Вечером, перед тем как зажечь лампу, мама достаёт из комода коробку. Внутри – несколько фотографий, старое письмо, тонкая серебряная цепочка. Она кладёт их на стол и смотрит, как на карты, по которым уже прошли пальцами.
– Это твой отец, – говорит она, показывая фото, где он смеётся, с меня ростом, в светлой рубашке и широких бровях. – И это – ты и он на пляже. Ты плакала, потому что тебе казалось, что волна заберёт твоё ведёрко.
– Она забрала, – говорю.
– А он вернул, – отвечает мама. – Он всегда возвращал.

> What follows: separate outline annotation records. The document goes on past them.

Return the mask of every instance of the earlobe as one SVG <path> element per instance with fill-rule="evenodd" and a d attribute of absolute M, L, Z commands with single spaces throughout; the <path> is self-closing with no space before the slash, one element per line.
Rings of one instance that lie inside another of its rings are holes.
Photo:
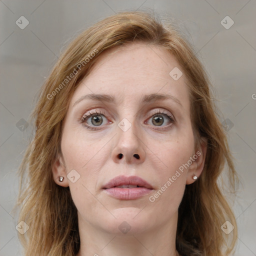
<path fill-rule="evenodd" d="M 65 166 L 61 158 L 58 158 L 54 160 L 52 171 L 53 178 L 56 184 L 65 188 L 68 186 Z"/>
<path fill-rule="evenodd" d="M 204 170 L 207 152 L 208 142 L 206 138 L 202 138 L 202 142 L 200 145 L 200 148 L 196 151 L 194 156 L 193 156 L 193 158 L 196 159 L 190 166 L 188 172 L 186 182 L 186 184 L 187 185 L 192 184 L 196 182 Z"/>

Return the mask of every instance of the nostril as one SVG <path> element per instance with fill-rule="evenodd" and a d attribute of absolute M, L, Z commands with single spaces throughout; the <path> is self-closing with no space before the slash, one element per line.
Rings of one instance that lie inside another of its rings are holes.
<path fill-rule="evenodd" d="M 135 158 L 136 158 L 137 159 L 140 159 L 140 156 L 138 156 L 138 154 L 134 154 L 134 156 Z"/>

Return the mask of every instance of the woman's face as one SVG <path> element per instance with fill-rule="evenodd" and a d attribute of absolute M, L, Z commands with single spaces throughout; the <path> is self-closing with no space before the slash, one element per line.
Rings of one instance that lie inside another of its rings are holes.
<path fill-rule="evenodd" d="M 126 44 L 103 54 L 76 88 L 53 172 L 65 177 L 56 182 L 70 186 L 80 226 L 135 234 L 176 220 L 202 157 L 180 71 L 164 50 Z"/>

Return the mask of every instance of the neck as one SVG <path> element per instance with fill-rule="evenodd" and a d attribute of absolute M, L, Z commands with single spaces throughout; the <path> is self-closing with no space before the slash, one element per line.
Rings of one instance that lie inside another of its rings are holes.
<path fill-rule="evenodd" d="M 80 250 L 77 256 L 178 256 L 176 249 L 178 214 L 168 224 L 146 232 L 110 233 L 79 221 Z"/>

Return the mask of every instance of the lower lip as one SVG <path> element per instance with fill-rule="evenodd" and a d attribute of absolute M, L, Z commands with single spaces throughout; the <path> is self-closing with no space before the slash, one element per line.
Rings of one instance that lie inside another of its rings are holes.
<path fill-rule="evenodd" d="M 109 195 L 120 200 L 133 200 L 148 194 L 152 190 L 146 188 L 112 188 L 104 190 Z"/>

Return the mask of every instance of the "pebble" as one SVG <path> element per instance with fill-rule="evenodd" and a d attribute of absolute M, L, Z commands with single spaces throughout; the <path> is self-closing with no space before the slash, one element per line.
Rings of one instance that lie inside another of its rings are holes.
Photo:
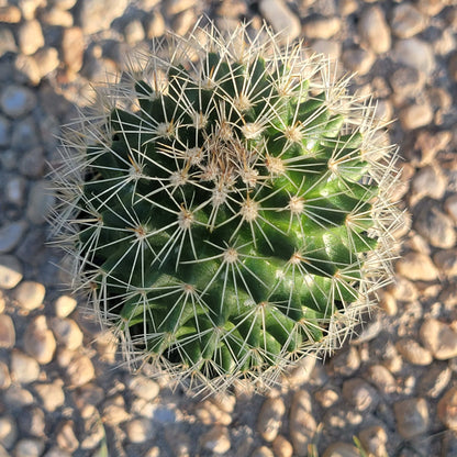
<path fill-rule="evenodd" d="M 0 390 L 8 389 L 11 386 L 10 371 L 7 364 L 0 360 Z"/>
<path fill-rule="evenodd" d="M 0 288 L 13 289 L 21 280 L 21 263 L 14 256 L 0 255 Z"/>
<path fill-rule="evenodd" d="M 260 446 L 250 454 L 250 457 L 275 457 L 275 455 L 267 446 Z"/>
<path fill-rule="evenodd" d="M 22 438 L 14 446 L 14 457 L 40 457 L 44 446 L 42 439 Z"/>
<path fill-rule="evenodd" d="M 96 370 L 90 358 L 80 355 L 71 359 L 66 375 L 70 387 L 81 387 L 93 379 Z"/>
<path fill-rule="evenodd" d="M 23 310 L 27 311 L 38 308 L 43 303 L 45 294 L 45 287 L 36 281 L 22 281 L 14 289 L 14 299 Z"/>
<path fill-rule="evenodd" d="M 60 379 L 51 383 L 34 384 L 43 408 L 52 413 L 65 403 L 65 392 L 63 389 L 63 381 Z"/>
<path fill-rule="evenodd" d="M 438 401 L 437 414 L 447 428 L 457 430 L 457 387 L 450 388 Z"/>
<path fill-rule="evenodd" d="M 10 118 L 16 119 L 30 113 L 36 105 L 36 96 L 26 87 L 9 85 L 0 96 L 0 108 Z"/>
<path fill-rule="evenodd" d="M 129 0 L 80 0 L 78 2 L 78 22 L 85 34 L 100 32 L 110 27 L 114 19 L 122 15 Z"/>
<path fill-rule="evenodd" d="M 394 35 L 410 38 L 425 29 L 424 15 L 411 3 L 404 2 L 393 8 L 390 26 Z"/>
<path fill-rule="evenodd" d="M 10 348 L 15 344 L 15 328 L 13 320 L 8 314 L 0 314 L 0 347 Z"/>
<path fill-rule="evenodd" d="M 275 441 L 271 443 L 275 457 L 292 457 L 293 446 L 292 444 L 282 435 L 278 435 Z"/>
<path fill-rule="evenodd" d="M 125 432 L 131 443 L 145 443 L 154 439 L 156 428 L 151 419 L 138 417 L 125 423 Z"/>
<path fill-rule="evenodd" d="M 56 443 L 68 453 L 74 453 L 78 447 L 78 438 L 75 435 L 74 421 L 63 420 L 56 427 Z"/>
<path fill-rule="evenodd" d="M 22 54 L 34 54 L 44 46 L 44 36 L 40 22 L 35 19 L 25 21 L 18 27 L 18 44 Z"/>
<path fill-rule="evenodd" d="M 361 378 L 352 378 L 343 383 L 343 398 L 356 411 L 371 411 L 379 401 L 376 390 Z"/>
<path fill-rule="evenodd" d="M 24 349 L 35 358 L 38 364 L 48 364 L 54 358 L 56 339 L 53 332 L 47 327 L 44 315 L 36 316 L 24 333 Z"/>
<path fill-rule="evenodd" d="M 361 47 L 349 47 L 342 55 L 344 66 L 358 75 L 366 75 L 375 63 L 375 54 Z"/>
<path fill-rule="evenodd" d="M 71 73 L 82 67 L 85 42 L 82 30 L 79 27 L 65 29 L 62 34 L 62 60 Z"/>
<path fill-rule="evenodd" d="M 442 365 L 434 365 L 419 381 L 419 392 L 421 395 L 428 397 L 432 399 L 438 398 L 444 389 L 448 386 L 452 379 L 452 370 L 448 367 Z"/>
<path fill-rule="evenodd" d="M 266 442 L 272 442 L 282 425 L 286 405 L 281 398 L 266 399 L 257 416 L 257 431 Z"/>
<path fill-rule="evenodd" d="M 457 356 L 457 332 L 449 325 L 427 319 L 419 332 L 424 346 L 438 360 L 447 360 Z"/>
<path fill-rule="evenodd" d="M 304 23 L 303 35 L 311 40 L 328 40 L 339 32 L 342 26 L 341 19 L 316 18 Z"/>
<path fill-rule="evenodd" d="M 456 243 L 453 220 L 436 208 L 435 203 L 424 204 L 419 208 L 414 228 L 434 247 L 448 249 L 454 247 Z"/>
<path fill-rule="evenodd" d="M 21 419 L 18 421 L 18 425 L 21 436 L 43 437 L 46 426 L 44 412 L 36 406 L 24 408 L 21 411 Z"/>
<path fill-rule="evenodd" d="M 457 249 L 438 250 L 433 261 L 445 275 L 457 276 Z"/>
<path fill-rule="evenodd" d="M 376 54 L 382 54 L 390 49 L 390 30 L 379 7 L 367 8 L 361 13 L 358 31 L 361 41 Z"/>
<path fill-rule="evenodd" d="M 317 424 L 312 414 L 311 397 L 305 390 L 298 390 L 292 399 L 289 416 L 289 436 L 294 455 L 304 457 L 313 443 Z"/>
<path fill-rule="evenodd" d="M 431 258 L 422 253 L 408 253 L 397 261 L 395 269 L 412 281 L 433 281 L 438 277 Z"/>
<path fill-rule="evenodd" d="M 428 430 L 428 405 L 423 398 L 412 398 L 393 404 L 397 430 L 405 439 L 419 436 Z"/>
<path fill-rule="evenodd" d="M 428 125 L 433 121 L 430 103 L 413 103 L 400 110 L 400 122 L 404 130 L 414 130 Z"/>
<path fill-rule="evenodd" d="M 358 434 L 360 444 L 364 449 L 372 457 L 386 457 L 388 455 L 386 444 L 388 435 L 386 430 L 380 425 L 372 425 L 364 428 Z"/>
<path fill-rule="evenodd" d="M 11 379 L 19 383 L 34 382 L 40 376 L 40 365 L 32 357 L 19 349 L 11 353 L 10 363 Z"/>
<path fill-rule="evenodd" d="M 395 347 L 397 350 L 413 365 L 430 365 L 433 361 L 432 353 L 412 338 L 398 341 Z"/>
<path fill-rule="evenodd" d="M 214 454 L 225 454 L 231 448 L 228 430 L 222 425 L 215 425 L 200 438 L 203 449 Z"/>
<path fill-rule="evenodd" d="M 449 196 L 444 202 L 444 209 L 447 214 L 453 219 L 454 222 L 457 222 L 457 193 Z"/>
<path fill-rule="evenodd" d="M 282 0 L 260 0 L 258 9 L 276 33 L 283 33 L 289 41 L 300 35 L 300 20 Z"/>
<path fill-rule="evenodd" d="M 393 59 L 430 75 L 435 67 L 432 46 L 419 38 L 399 40 L 393 48 Z"/>
<path fill-rule="evenodd" d="M 53 317 L 49 326 L 54 332 L 57 343 L 60 343 L 67 349 L 76 350 L 82 345 L 82 332 L 74 320 Z"/>

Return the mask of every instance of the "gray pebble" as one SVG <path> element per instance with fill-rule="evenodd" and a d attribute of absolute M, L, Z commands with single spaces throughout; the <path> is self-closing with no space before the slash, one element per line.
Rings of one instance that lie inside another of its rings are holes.
<path fill-rule="evenodd" d="M 38 308 L 46 293 L 45 287 L 36 281 L 23 281 L 14 290 L 14 299 L 18 304 L 27 311 Z"/>
<path fill-rule="evenodd" d="M 398 401 L 393 404 L 397 430 L 403 438 L 410 439 L 428 430 L 428 405 L 423 398 Z"/>
<path fill-rule="evenodd" d="M 18 44 L 25 55 L 32 55 L 44 46 L 43 30 L 37 20 L 25 21 L 18 27 Z"/>
<path fill-rule="evenodd" d="M 378 5 L 369 7 L 361 13 L 358 31 L 361 41 L 376 54 L 390 49 L 390 30 Z"/>
<path fill-rule="evenodd" d="M 283 36 L 290 41 L 300 35 L 300 19 L 289 10 L 282 0 L 260 0 L 258 8 L 276 33 L 283 33 Z"/>
<path fill-rule="evenodd" d="M 38 379 L 40 365 L 23 352 L 13 349 L 11 353 L 10 372 L 11 379 L 15 382 L 33 382 Z"/>
<path fill-rule="evenodd" d="M 13 289 L 22 280 L 22 265 L 10 255 L 0 255 L 0 288 Z"/>
<path fill-rule="evenodd" d="M 36 105 L 35 93 L 22 86 L 10 85 L 1 92 L 0 108 L 10 118 L 20 118 Z"/>
<path fill-rule="evenodd" d="M 13 320 L 8 314 L 0 314 L 0 347 L 11 348 L 15 344 Z"/>

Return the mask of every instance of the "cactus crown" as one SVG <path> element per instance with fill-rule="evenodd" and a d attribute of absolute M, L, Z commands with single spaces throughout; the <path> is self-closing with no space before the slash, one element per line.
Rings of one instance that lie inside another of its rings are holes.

– А нас кто вернёт? – спрашиваю.
Она поднимает на меня глаза.
– Мы сами, – говорит. – Обещай мне: где бы ты ни была, ты будешь возвращать себя себе.
– Обещаю, – отвечаю.
Она надевает мне на шею цепочку. Не как у них – не пуля. Маленький круг с гравировкой «A.K.». Альма и Катерина.
– Это – наш знак, – говорит мама. – Не снимай.
– Никогда, – шепчу.
Ночь приходит быстро. Сад глотает свет. Я сижу у окна и смотрю, как фонарь рисует на дорожке золотую кляксу. Мне страшно. Не потому, что они – там, в большом доме. А потому, что мы – здесь, и это «здесь» уходит из-под ног, как вода у берега.
Я открываю блокнот и пишу:
Дом – это место, где тебя помнят. Если дом забывает, ты умираешь.
Потом зачеркиваю. Пишу снова:
Если тебя хотят забрать, запомни себя сильнее.
Я закрываю блокнот, кладу его в сумку и ложусь. Завтра мы купим коробки. Послезавтра я попрощаюсь с синьорой Де Люка и с её глупым петухом. Через неделю я уйду из своего сада.
И всё равно – когда я закрываю глаза – я вижу лаванды и слышу мамин голос: «Ненависть – как огонь». Я тихо, почти беззвучно говорю в темноту:
– Я не стекло.
Снаружи мурлычет кошка. Дом скрипит, как всегда, перед тем, как уснуть. Я считаю вдохи. Раз. Два. Три. И учусь дышать в темноте.
Глава 3
Утро было ясным, но внутри всё стянуто тугим узлом. Машина, которую прислали за нами, пахла новой кожей и чем-то резким – как будто этим запахом вычищали следы чужих историй. Я сидела рядом с мамой, сжимала в руках блокнот и смотрела на дорогу. Наш дом остался позади слишком быстро. Сад – ещё быстрее. Лаванда и вишня – точками на стекле. Если долго моргать, можно притвориться, что они не исчезли.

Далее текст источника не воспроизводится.